On Sunday, an image showing a basic Mandarin lesson for U.S. airmen stationed at Taichung's Ching Chuan Kang Air Base was shared on the Facebook group Taiwan History and was posted the next day on the Taiwan subreddit for the social media site Reddit. The lessons were originally posted in the base's library, and an image of the manual was included in a collection of photos uploaded onto a webpage titled "U.S. Military Ching Chuan Kang Base Footprints Museum," which is part of the Republic of China Air Force website.

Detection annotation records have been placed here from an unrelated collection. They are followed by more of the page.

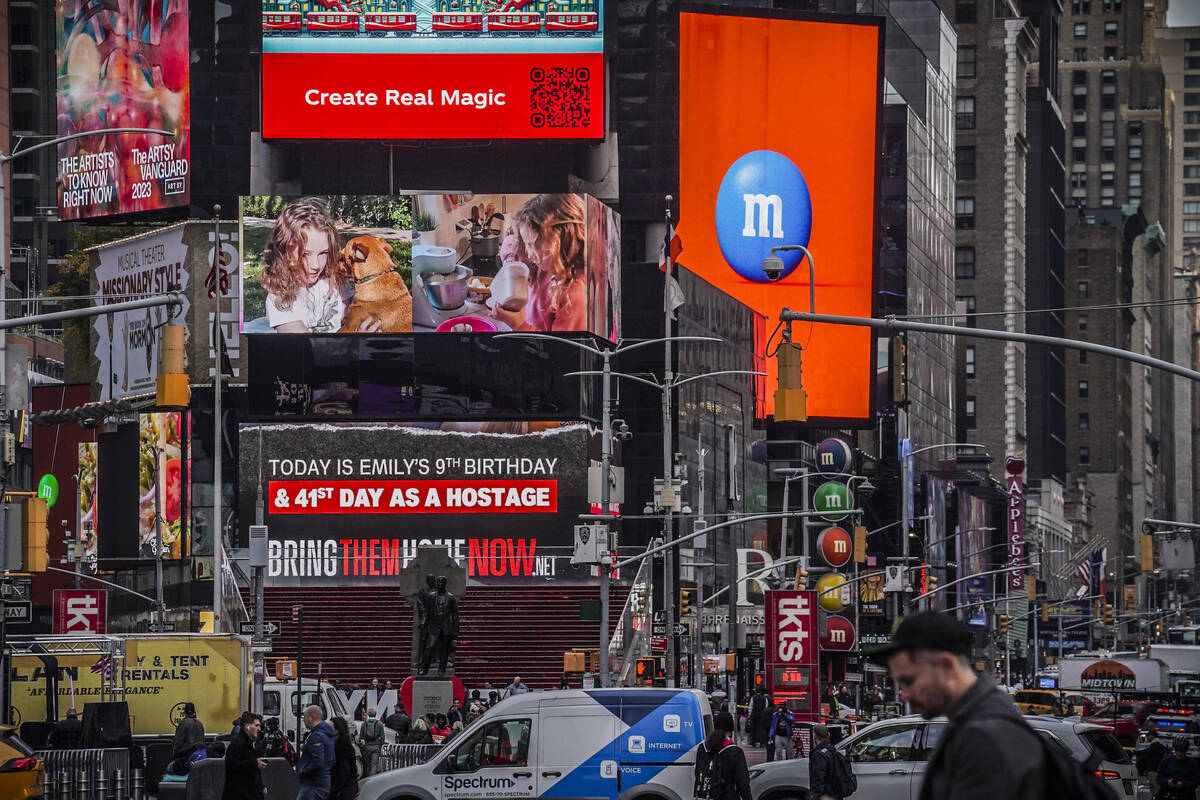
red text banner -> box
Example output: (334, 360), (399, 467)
(263, 53), (604, 139)
(268, 481), (558, 515)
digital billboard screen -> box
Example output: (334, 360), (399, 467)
(240, 193), (620, 341)
(239, 422), (590, 587)
(263, 0), (604, 139)
(676, 10), (883, 427)
(55, 0), (191, 219)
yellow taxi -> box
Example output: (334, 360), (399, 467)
(0, 724), (46, 800)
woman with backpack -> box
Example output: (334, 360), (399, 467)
(692, 711), (752, 800)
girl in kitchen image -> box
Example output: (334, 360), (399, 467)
(263, 199), (380, 333)
(492, 194), (588, 331)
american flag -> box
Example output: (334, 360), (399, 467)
(1076, 547), (1109, 595)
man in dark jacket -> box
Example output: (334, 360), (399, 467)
(1134, 728), (1168, 794)
(296, 705), (335, 800)
(1154, 736), (1200, 800)
(809, 724), (841, 800)
(871, 612), (1048, 800)
(46, 709), (83, 750)
(221, 711), (266, 800)
(384, 705), (413, 741)
(170, 703), (204, 758)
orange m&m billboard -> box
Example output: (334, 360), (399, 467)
(677, 10), (883, 427)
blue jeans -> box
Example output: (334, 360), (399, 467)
(296, 784), (329, 800)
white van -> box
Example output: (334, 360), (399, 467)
(359, 688), (713, 800)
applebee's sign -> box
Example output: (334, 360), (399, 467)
(1004, 456), (1025, 591)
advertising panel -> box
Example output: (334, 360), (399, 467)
(677, 11), (882, 426)
(241, 194), (620, 341)
(55, 0), (192, 219)
(263, 0), (605, 139)
(766, 589), (820, 722)
(88, 222), (246, 401)
(11, 636), (248, 735)
(78, 411), (191, 571)
(52, 589), (108, 633)
(239, 422), (590, 587)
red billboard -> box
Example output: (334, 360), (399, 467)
(53, 589), (108, 633)
(263, 0), (604, 139)
(55, 0), (192, 219)
(764, 589), (821, 721)
(677, 10), (883, 427)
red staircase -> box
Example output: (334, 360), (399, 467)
(245, 587), (628, 688)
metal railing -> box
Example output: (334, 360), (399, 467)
(35, 747), (145, 800)
(376, 744), (442, 775)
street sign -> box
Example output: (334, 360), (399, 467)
(4, 600), (34, 622)
(238, 619), (283, 636)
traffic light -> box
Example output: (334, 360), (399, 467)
(854, 525), (866, 564)
(775, 342), (809, 422)
(679, 589), (696, 616)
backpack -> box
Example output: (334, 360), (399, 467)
(692, 741), (734, 800)
(989, 716), (1112, 800)
(827, 746), (858, 799)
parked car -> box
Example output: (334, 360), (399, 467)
(0, 724), (46, 800)
(750, 715), (1138, 800)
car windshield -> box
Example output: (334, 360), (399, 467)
(1079, 730), (1129, 764)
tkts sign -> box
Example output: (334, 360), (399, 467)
(766, 590), (820, 721)
(1004, 456), (1025, 591)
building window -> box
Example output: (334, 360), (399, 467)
(954, 197), (974, 230)
(959, 46), (974, 78)
(954, 145), (974, 181)
(954, 294), (976, 327)
(954, 247), (974, 278)
(954, 97), (974, 131)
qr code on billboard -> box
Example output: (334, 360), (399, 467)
(529, 67), (592, 128)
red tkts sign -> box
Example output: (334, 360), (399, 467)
(54, 589), (108, 633)
(263, 53), (604, 139)
(766, 589), (820, 721)
(268, 481), (558, 513)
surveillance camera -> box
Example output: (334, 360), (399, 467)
(762, 255), (784, 281)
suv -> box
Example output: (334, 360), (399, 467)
(750, 715), (1138, 800)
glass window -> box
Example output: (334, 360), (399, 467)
(443, 720), (533, 772)
(954, 97), (974, 131)
(954, 145), (974, 181)
(954, 247), (974, 278)
(954, 197), (974, 230)
(959, 46), (974, 78)
(846, 724), (920, 764)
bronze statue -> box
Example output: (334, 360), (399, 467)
(419, 575), (458, 675)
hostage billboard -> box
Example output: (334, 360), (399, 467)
(239, 422), (600, 587)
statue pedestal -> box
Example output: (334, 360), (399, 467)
(400, 675), (467, 720)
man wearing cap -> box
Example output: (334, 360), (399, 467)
(870, 612), (1046, 800)
(170, 703), (204, 759)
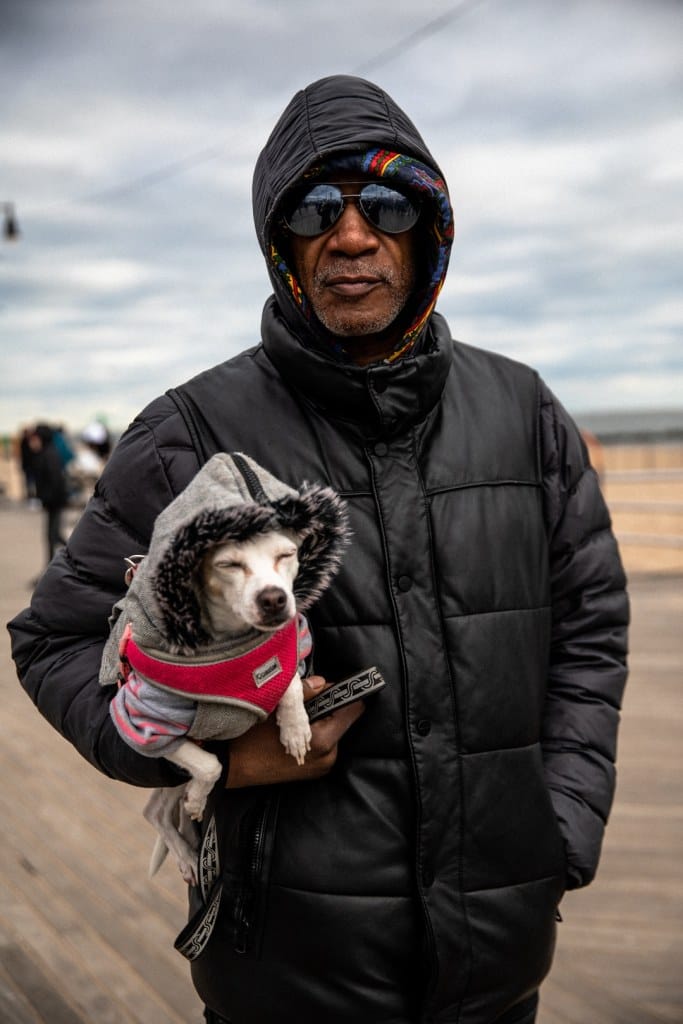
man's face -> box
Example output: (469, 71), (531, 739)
(290, 177), (415, 362)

According to the website, the U.S. Air Force (USAF) was stationed at the base from 1963 to 1979, when former President Jimmy Carter severed U.S. diplomatic ties with Taiwan. The 16 years that the USAF occupied the facility marked the longest period a U.S. military unit had occupied any base in Taiwan.
In 2010, the Taiwan Air Force began to gather artifacts from the U.S. presence to build a museum on the site of the base's church. On Jan. 12, 2011, the museum was officially opened to commemorate the 58th anniversary of the establishment of cooperation between the U.S. and Taiwanese air forces at the base.
Instead of the Wade Giles or Yale romanization systems that were common at the time, the staff at the base library used their own eccentric approach to teaching Mandarin pronunciation to U.S. soldiers. One of the first spellings that jumped out to a lot of netizens was the spelling "shay shay nee" to pronounce "thank you" (xiexie, 謝謝). Another interesting one is depicting "yes" as "shrr" (shi, 是) with a strong Beijing twang and no vowels.
Some found the interpretation of "You are welcome" as "boo be kuh chee" amusing and perplexing. It appears that instead of the more common "bu keqi" (don't be polite, 不客氣), they appear to have been aiming at the lesser-used "bu bi keqi" (no need to be polite, 不必客氣).
The spelling for "why" as "whay semoah," reveals that the author has a Taiwanese Mandarin accent with the "h" in "weishenme" (為什麼) silent. The greatest mystery on the chart is the decision to spell "it's hot" as "tie juah," with the debate among netizens raging over whether it's an attempt at the Mandarin "tai re" (太熱) or a hybrid of Mandarin and Taiwanese Hokkien "tai juah."
Some spellings were right on the money, such as "p-joe" for "beer" (pijiu, 啤酒), while others sound exactly like a stereotypical Mandarin 101 student from the U.S., such as "may gwo" for "America" (meiguo, 美國) and "dway boo chee" for "sorry" (duibuqi, 對不起). Some commenters visualized Aldo Raine from the movie "Inglourious Basterds" trying to pronounce the words with his hillbilly Tennessee accent.